Marcado: logan

velho de guerra

logan (eua, 2017) ★★★☆☆

a saga de mutantes guerreiros é, por si só, um vasto terreno para explorar metáforas que se desdobram em camadas de histórias cheias de apelo e significado. desde que surgiu, a franquia de filmes dos x-men ajudou a moldar a estrutura narrativa dos super-heróis no cinema, com aventuras visualmente deslumbrantes embrulhando um contexto mais denso – o discurso deles, pode notar, alternava entre preconceito, exclusão, autoaceitação, empoderamento e… wolverine.

num mundo tão rico de personagens únicos, suas origens misteriosas e superpoderes raros, vale analisar por que apenas um ganhou destaque – e três filmes solo. wolverine encarna o arquétipo americano do herói moderno: solitário, lacônico, sombrio, marrento. aquele feito sob medida para andar em câmera lenta enquanto uma explosão destrói a paisagem ao fundo. mata o inimigo e faz uma piadinha. não se importa com ninguém. bebe sua bud no gargalo. conquista mulheres e faz uma piadinha. anda de moto. fuma charuto. cospe no chão e faz uma piadinha.

nos quadrinhos, wolverine caiu como uma luva no sonho de vida de todos aqueles nerds mirrados. adaptado pro cinema, ele ainda ganhou o carisma de hugh jackman. aí deu no que deu: o rambo do novo milênio agora tinha garras de adamantium. o que, claro, não representa a priori nenhum problema. cada um tem o herói que quer. ruim mesmo é quando o roteiro precisa simular uma profundidade onde só tem beirada, aí transforma o filme no festival da fita crepe.

não que a galera não se esforce! assim como o protagonista dá a logan, patrick stewart confere ao professor xavier uma dimensão nunca experimentada em qualquer título da saga. visivelmente mais velhos, ambos apresentam uma fadiga extrema, fruto de anos de lutas constantes, e uma certa comiseração mútua. quem rouba a cena, contudo, é a novata dafne keen. espécie de mini-rooney mara, ela encarna uma jovem mutante que não conhece o medo. a fotografia é conservadora, como nos clássicos, e o som também merece atenção: provavelmente, é o mais silencioso de todos os filmes dos x-men.

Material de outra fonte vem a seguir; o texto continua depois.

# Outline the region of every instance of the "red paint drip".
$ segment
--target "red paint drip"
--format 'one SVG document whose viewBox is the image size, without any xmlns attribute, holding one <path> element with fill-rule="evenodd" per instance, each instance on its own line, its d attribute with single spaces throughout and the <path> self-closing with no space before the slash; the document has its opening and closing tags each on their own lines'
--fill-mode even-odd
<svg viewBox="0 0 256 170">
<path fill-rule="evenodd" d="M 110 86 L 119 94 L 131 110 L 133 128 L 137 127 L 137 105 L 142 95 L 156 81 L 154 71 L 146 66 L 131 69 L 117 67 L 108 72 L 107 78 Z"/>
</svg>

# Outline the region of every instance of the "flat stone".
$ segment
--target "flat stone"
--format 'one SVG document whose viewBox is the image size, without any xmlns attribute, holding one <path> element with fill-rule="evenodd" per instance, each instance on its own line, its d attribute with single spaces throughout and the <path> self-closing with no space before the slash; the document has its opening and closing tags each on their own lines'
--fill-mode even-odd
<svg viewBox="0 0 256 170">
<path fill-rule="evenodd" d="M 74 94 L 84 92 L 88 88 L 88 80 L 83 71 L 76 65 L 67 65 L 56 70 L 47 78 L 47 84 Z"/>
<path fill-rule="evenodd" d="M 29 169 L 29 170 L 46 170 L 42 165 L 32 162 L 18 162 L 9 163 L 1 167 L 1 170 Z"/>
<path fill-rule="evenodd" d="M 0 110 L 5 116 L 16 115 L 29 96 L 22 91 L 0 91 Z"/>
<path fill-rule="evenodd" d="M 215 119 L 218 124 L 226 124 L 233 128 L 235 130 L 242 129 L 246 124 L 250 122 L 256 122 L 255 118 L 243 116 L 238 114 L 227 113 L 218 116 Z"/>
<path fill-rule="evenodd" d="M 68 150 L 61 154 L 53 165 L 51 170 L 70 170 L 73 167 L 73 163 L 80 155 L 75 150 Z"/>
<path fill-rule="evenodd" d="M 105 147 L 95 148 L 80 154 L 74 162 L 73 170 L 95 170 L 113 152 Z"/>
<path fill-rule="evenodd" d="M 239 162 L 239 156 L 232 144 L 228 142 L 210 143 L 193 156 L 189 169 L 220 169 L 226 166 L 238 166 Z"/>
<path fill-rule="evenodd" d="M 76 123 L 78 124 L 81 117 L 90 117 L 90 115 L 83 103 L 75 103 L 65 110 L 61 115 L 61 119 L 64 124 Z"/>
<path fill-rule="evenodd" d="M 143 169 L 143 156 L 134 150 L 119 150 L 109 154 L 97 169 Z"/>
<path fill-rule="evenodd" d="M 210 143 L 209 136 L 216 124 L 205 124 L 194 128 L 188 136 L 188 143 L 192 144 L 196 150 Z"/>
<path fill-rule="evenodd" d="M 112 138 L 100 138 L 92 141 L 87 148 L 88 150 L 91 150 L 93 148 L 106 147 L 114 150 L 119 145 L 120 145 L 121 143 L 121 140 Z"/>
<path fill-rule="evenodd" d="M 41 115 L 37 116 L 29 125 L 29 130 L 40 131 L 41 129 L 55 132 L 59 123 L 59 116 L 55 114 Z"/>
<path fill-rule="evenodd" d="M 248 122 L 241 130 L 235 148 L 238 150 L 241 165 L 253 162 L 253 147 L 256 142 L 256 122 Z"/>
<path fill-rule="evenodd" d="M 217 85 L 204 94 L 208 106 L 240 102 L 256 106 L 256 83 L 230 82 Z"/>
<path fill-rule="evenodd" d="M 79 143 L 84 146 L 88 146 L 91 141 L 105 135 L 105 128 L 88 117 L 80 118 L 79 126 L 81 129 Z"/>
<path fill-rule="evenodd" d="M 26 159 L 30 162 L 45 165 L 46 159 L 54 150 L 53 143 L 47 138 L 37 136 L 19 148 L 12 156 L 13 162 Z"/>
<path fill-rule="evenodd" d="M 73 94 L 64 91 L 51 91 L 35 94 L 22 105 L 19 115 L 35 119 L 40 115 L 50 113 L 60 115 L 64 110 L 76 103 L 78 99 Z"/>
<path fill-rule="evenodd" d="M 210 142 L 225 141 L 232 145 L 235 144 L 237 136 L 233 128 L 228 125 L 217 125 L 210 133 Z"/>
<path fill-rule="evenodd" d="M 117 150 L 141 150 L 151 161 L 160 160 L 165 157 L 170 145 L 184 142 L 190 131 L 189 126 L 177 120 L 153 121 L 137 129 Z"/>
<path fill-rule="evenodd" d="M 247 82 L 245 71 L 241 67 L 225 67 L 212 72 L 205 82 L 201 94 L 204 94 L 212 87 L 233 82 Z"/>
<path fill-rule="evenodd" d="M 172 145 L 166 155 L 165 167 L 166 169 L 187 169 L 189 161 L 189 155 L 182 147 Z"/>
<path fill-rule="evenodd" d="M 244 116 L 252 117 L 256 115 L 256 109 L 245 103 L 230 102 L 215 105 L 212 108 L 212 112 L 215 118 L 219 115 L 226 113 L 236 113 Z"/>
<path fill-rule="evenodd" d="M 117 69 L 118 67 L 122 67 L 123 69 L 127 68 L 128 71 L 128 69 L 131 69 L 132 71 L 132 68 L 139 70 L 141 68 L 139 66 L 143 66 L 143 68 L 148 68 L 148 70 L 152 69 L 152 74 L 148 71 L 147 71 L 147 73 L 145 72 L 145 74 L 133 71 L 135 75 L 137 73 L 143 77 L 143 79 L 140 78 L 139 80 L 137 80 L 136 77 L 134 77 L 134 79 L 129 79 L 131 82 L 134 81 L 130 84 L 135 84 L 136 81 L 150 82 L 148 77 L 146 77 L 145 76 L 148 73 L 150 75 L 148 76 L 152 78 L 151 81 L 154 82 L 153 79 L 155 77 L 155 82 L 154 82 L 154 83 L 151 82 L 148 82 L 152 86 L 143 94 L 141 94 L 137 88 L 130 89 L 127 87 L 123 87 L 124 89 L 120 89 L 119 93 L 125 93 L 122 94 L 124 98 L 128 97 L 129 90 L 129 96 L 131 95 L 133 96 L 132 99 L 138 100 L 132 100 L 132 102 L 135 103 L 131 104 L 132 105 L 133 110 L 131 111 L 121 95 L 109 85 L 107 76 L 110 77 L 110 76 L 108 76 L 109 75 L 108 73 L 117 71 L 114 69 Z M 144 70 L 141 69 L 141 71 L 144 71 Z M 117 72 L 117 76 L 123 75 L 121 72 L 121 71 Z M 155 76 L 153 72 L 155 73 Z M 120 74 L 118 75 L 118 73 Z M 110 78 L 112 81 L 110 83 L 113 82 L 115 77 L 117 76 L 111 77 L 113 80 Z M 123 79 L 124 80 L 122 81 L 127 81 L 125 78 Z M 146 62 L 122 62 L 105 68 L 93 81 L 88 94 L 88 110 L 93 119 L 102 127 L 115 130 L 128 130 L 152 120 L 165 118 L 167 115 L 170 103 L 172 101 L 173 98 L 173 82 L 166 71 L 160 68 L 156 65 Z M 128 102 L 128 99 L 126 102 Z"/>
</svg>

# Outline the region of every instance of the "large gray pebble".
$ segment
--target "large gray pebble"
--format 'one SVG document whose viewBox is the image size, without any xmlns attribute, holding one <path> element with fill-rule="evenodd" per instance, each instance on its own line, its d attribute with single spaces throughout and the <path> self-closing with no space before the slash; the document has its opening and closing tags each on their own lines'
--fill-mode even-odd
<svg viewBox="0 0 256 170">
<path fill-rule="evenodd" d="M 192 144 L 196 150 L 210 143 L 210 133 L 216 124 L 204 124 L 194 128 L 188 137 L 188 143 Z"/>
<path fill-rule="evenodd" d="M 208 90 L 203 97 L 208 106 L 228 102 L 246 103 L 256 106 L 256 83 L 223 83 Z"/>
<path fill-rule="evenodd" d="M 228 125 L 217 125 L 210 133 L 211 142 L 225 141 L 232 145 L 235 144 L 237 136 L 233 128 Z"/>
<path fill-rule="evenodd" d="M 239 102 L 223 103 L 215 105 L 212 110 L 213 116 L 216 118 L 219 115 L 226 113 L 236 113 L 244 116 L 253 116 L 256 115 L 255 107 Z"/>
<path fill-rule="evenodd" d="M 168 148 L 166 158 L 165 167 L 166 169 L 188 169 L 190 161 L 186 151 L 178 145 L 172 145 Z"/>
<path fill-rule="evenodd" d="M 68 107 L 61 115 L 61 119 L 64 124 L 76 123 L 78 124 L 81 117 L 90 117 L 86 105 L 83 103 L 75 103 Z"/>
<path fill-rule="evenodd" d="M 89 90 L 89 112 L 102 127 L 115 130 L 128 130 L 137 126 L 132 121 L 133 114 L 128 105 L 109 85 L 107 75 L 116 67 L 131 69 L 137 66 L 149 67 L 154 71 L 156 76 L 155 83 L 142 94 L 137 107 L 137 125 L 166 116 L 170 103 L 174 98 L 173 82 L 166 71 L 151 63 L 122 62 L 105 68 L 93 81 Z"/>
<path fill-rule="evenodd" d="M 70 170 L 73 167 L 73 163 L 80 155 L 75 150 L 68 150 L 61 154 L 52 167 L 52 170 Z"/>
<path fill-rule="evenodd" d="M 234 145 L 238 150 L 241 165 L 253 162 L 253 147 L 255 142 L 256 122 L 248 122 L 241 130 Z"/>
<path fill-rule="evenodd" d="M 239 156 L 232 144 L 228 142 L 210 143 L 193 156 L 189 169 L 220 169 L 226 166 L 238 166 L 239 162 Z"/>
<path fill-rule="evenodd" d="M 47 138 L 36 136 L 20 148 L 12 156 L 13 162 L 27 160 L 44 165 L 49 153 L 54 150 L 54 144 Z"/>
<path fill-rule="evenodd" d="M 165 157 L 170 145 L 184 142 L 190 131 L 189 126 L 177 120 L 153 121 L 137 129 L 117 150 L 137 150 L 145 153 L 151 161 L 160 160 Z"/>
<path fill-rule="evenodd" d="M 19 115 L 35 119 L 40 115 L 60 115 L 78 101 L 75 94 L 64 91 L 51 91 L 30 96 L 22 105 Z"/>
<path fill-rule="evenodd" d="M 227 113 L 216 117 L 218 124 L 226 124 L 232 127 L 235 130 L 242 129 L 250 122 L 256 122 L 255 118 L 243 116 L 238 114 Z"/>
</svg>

mas aí vem a festa da gambiarra. no esforço de aprofundar e trazer relevância ao personagem principal, o roteiro apela para nossa senhora soluções milagrosas, deixando várias pontas soltas. pensa bem: embora tenha enfrentado sozinha inúmeros capangas, por que laura, na companhia dos amigos, fugiu com medo de lutar contra o mesmo número de vilões depois? como aquela mulher conseguiu editar e locutar o vídeo no celular enquanto fugia com a menina? se não podia tomar todo o remédio verde, como logan faz isso e nada lhe acontece? e as coordenadas oriundas de uma revista em quadrinhos, alguém explica? além disso, numa realidade na qual supostamente já foi inventada a “cura” para o gene x (x-men: o confronto final), qual o sentido de matar crianças mutantes que não serviriam para lutar? melhor tirar seus poderes e vendê-las pra zara, não?

logan ainda esboça algumas analogias “sérias” para dar peso à história. além de forçar a barra para inserir um trecho de os brutos também amam, que é lembrado posteriormente num momento meio vergonha alheia, traz também um clone mais jovem do wolverine entre o séquito de inimigos. aquela coisa de enfrentar o passado, vencer você mesmo e parará… o que não condiz com a realidade, pois o personagem apenas se repete desde que foi apresentado, oscilando entre o desejo de seguir sozinho e o de proteger quem gosta. definitivamente, o arco dramático mais reto já visto em hollywood.